Prosedur Pelayanan Bagi Penyandang Disabilitas

2021
05
AUG

Prosedur Pelayanan Bagi Penyandang Disabilitas

Oleh : Admin | Dilihat: 128 kali

PROSEDUR PELAYANAN BAGI PENYANDANG DISABILITAS

PENGADILAN TINGGI KEPULAUAN RIAU

Pengadilan Tinggi Kepulauan Riau berkomitmen untuk menyediakan dan memastikan bahwa sistem peradilan dan pelayanan yang diberikan dapat diakses oleh semua orang, termasuk oleh penyandang disabilitas. Kami menyediakan akomodasi yang layak agar setiap masyarakat terbebas dari perlakuan diskriminatif saat berhadapan dengan hukum atau saat menerima layanan di pengadilan.

Dasar Hukum Pelayanan

Pelayanan disabilitas di Pengadilan Tinggi Kepulauan Riau berpedoman pada peraturan terbaru, meliputi:

  • Peraturan Pemerintah Nomor 39 Tahun 2020 tentang Akomodasi yang Layak untuk Penyandang Disabilitas dalam Proses Peradilan.
  • Peraturan Mahkamah Agung Nomor 2 Tahun 2025 tentang Pedoman Mengadili Perkara Bagi Penyandang Disabilitas Berhadapan Dengan Hukum di Pengadilan.
  • SK Dirjen Badilum Nomor 199/DJU/SK.DL1.10/I/2026 tentang Pembaruan Pedoman Pelaksanaan Pelayanan dan Penyediaan Sarana Prasarana bagi Penyandang Disabilitas di Pengadilan.
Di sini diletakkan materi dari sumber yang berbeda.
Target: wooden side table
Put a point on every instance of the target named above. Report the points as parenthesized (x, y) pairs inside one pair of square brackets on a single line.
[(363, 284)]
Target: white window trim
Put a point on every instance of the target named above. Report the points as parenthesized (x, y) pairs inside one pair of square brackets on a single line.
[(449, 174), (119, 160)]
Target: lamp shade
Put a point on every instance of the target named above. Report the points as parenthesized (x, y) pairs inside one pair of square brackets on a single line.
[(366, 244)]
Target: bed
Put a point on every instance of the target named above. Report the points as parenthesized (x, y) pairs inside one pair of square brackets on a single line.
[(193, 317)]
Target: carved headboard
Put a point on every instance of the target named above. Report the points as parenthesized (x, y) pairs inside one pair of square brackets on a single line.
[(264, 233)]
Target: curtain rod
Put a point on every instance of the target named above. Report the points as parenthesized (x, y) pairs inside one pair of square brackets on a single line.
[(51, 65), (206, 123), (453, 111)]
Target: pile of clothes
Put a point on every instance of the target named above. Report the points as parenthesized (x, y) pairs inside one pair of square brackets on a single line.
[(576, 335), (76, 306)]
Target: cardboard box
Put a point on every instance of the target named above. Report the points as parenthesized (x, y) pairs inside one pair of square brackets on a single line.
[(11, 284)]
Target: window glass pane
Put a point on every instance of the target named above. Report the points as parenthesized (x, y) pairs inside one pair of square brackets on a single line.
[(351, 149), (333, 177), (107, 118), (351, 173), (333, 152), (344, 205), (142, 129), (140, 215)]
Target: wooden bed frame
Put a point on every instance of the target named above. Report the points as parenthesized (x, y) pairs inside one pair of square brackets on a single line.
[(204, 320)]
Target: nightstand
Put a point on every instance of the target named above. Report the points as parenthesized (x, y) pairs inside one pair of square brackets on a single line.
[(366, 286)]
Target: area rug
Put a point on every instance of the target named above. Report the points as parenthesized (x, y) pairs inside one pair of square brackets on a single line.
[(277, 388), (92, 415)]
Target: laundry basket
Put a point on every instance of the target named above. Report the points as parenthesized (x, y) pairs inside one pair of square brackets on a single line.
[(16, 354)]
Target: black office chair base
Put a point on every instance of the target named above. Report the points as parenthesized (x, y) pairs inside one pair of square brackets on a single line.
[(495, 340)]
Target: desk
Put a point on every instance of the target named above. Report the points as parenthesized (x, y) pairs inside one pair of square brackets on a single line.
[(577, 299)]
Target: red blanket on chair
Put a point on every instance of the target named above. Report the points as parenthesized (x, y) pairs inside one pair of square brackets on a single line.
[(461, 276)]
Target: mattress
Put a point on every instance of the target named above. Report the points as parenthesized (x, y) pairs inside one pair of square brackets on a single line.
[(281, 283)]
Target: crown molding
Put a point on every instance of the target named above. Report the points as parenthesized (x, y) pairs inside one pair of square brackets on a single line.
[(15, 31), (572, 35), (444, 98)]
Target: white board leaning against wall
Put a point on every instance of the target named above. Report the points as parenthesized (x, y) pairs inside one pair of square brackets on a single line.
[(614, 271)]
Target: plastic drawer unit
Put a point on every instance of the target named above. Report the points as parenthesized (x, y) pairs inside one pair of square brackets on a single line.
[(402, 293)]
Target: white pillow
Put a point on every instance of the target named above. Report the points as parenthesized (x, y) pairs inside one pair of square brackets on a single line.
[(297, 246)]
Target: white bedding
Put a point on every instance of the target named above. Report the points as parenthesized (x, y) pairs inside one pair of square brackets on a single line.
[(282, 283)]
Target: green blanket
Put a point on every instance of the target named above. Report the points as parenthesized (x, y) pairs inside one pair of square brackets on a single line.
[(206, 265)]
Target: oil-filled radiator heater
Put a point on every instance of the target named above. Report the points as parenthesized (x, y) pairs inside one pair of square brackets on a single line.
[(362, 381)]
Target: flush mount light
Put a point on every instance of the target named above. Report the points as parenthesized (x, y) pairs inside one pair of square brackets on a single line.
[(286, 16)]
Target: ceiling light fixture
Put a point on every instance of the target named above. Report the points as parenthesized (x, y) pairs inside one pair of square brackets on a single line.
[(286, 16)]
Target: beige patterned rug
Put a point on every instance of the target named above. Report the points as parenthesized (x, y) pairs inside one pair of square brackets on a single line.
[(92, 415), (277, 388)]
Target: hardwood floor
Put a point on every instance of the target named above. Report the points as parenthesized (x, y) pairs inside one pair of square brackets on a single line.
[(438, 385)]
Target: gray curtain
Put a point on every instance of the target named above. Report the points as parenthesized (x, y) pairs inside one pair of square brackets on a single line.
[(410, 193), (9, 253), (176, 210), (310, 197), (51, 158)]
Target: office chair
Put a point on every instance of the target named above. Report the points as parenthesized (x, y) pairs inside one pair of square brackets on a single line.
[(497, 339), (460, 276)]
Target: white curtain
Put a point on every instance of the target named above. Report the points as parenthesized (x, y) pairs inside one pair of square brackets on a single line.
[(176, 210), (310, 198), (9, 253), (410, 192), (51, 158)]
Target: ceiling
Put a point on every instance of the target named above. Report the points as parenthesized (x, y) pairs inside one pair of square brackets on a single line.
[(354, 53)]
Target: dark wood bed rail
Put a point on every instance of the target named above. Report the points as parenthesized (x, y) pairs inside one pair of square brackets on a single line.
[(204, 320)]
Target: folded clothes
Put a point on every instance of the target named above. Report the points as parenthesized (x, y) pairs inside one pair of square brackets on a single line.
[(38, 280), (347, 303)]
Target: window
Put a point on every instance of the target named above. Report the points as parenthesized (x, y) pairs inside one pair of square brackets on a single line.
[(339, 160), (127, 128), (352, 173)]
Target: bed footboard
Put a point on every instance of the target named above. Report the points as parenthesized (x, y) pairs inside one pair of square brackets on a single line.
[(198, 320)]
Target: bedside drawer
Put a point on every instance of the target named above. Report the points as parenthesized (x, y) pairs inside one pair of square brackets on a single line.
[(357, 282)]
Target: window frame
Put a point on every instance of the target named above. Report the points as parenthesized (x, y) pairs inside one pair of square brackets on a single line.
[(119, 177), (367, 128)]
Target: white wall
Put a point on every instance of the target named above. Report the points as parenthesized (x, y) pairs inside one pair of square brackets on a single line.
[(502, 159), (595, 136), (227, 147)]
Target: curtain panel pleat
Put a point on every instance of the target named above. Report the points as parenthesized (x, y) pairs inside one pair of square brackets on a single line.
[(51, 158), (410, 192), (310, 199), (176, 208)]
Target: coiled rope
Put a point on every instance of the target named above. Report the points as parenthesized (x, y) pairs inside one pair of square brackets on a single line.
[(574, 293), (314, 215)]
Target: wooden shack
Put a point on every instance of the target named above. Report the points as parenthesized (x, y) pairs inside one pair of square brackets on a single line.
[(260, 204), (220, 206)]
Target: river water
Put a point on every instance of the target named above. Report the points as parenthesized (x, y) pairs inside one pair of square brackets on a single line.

Prinsip Layanan Pengadilan

Dalam memberikan pelayanan bagi penyandang disabilitas, Pengadilan Tinggi Kepulauan Riau wajib memenuhi prinsip-prinsip berikut:

  1. Perlakuan nondiskriminatif.
  2. Pemenuhan rasa aman dan nyaman.
  3. Komunikasi yang efektif.
  4. Pemenuhan informasi terkait hak Penyandang Disabilitas.

Alur & Prosedur Pelayanan

1. Kedatangan dan Identifikasi Awal

  • Saat penyandang disabilitas tiba di area Pelayanan Terpadu Satu Pintu (PTSP), petugas akan melakukan Identifikasi Awal.
  • Identifikasi ini bertujuan untuk mengenali ragam, potensi, hambatan, dan mengidentifikasi kebutuhan khusus pengguna layanan guna menentukan bentuk akomodasi yang layak.
  • Pengguna layanan atau pendamping dapat mengunduh dan mengisi Formulir Identifikasi Awal di bawah ini sesuai dengan jenis perkara:

2. Penilaian Personal (Bila Diperlukan)

Jika dari hasil identifikasi awal dirasa memerlukan analisis lebih lanjut terkait pemenuhan aksesibilitas, Petugas Kepaniteraan Muda Hukum pada PTSP akan meneruskan informasi tersebut kepada Ketua Pengadilan atau petugas yang ditunjuk untuk dilakukan Penilaian Personal.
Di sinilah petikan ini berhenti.